RIGHTEOUS HARMONY FISTS

I've had such a bloody hard time trying to figure out something that somebody personally taught me that conforms to all the requirements of this assignment that I've started writing this paper not twice, not three times, but four times. Four chuffing times! I can think of lots of things I know how to do, such as how to stress out over writing assignments and give myself ulcers, but of course, I taught myself that. My sister taught me how to be a cynic and ensured I'd never be gullible because of all the horrid things she did to me when we were small, and while that fit the "glad to know," "stays with you," "continues to enrich your life," stuff, I had to disqualify it since it wasn't "pleasant," and I didn't "really enjoy" learning it. I'm not saying I have too many ethics to lie and say it was, it's just that I'm a really aweful liar and wouldn't be able to pull it off.

All of this being what it is, I've decided to write about how my mum taught both me and my sister an important lesson about writing plays, books, stories, and other things of this kind. This lesson, which I really enjoyed learning, am glad I know, has stayed with me, continues to enrich my life, happened long ago or recently, was pleasant, and which I remember fondly, entailed the following: Plays, books, stories, and other things of this kind should have plots. And we were like DUDE! That's heavy! That's out there, man! A PLOT? Who even ever thought of something like that? That's like... whoa! And we really meant it, too!

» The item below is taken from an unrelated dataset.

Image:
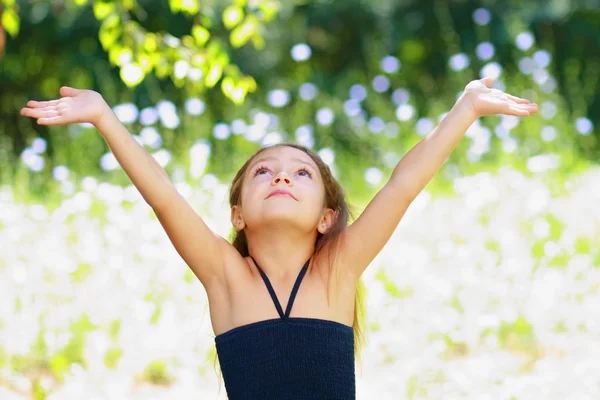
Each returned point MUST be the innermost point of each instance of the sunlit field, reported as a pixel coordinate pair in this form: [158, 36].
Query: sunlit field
[493, 293]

Anyway, at the time of this important lesson which I really enjoyed learning, etc., I was five years old and my mother was 29 (she's 25 now). Mother was steadfast and cool-headed (she didn't even break a sweat when, only a year prior, I passed over a hand-written sinister note reading "IM HUNGY MAKE SUPER IN 10 SECUNDS R ELS" while she was on the phone and it was really time to make supper, NOT talk on the phone) as well as gentle, patient (very patient), and encouraging.

It was she who fostered our love of the performing arts as she watched every production that I and the 7-year-old blighted older sister Angela put on-we're talking even the metric tonnes of these productions that occurred before we had acquired the knowledge that productions of this kind ought to have storylines. These were staged with the help of a blanket across the doorway and all of our dolls and stuffed animals. Mum was a wonderful director and offered constructive criticism whenever it would be helpful. At the time when she bestowed upon us this particular gem of knowledge, which, as I have mentioned, is something I am glad to know and that has stayed with me while continuing to enrich my life, Angela and I had just gone into Scene 2: Christine's Shower. Christine was a doll with curly blonde hair who was a "My Beautiful Girl" or something like that. She was my favourite! Anyway... I guess Scene 2 was the controversial one or something, since, as one might divine from the title, it was a nude scene. I don't know if mum was waiting for Christine singing off-key and dancing spastically in her birthday suit (note: dolls don't really move or sing on their own, we were actually moving her ourselves and doing a voice) to tie into the events from Scene 1, of which I can remember nothing except that one of the major characters in it was a pink sheep I had named Pinky whom my dad always called Blacky, or if she had been waiting to tell us this for some time. All things being as they may-she finally came out with it and gently explained about how usually things claiming to be stories have a plot.

As I've alluded, Angela and I were COMPLETELY blown away and had a hard time understanding exactly what a... "plot" was, and how to incorporate it into the madcap zany antics we enjoyed so immensely. Mum was a patient and long-suffering teacher, and all of her efforts paid off when we came out with our next work-"The Swedish Coin," a rather complex and elaborate stage musical in which all of our stuffed animals stole the show's namesake from one another until finally the happily married rabbit couple, Bunny and Rebekah, got their rabbity paws on it and came to some kind of noble conclusion. When I teach elementary students, I will be noble, just as those two paragons of lagomorphism were noble, and no injustice will be allowed to encroach upon that island of elementary tranquillity; nay, not while I am there to defend it!

Fish yo shinwa ni nare. Shounen yo Fish ni nare.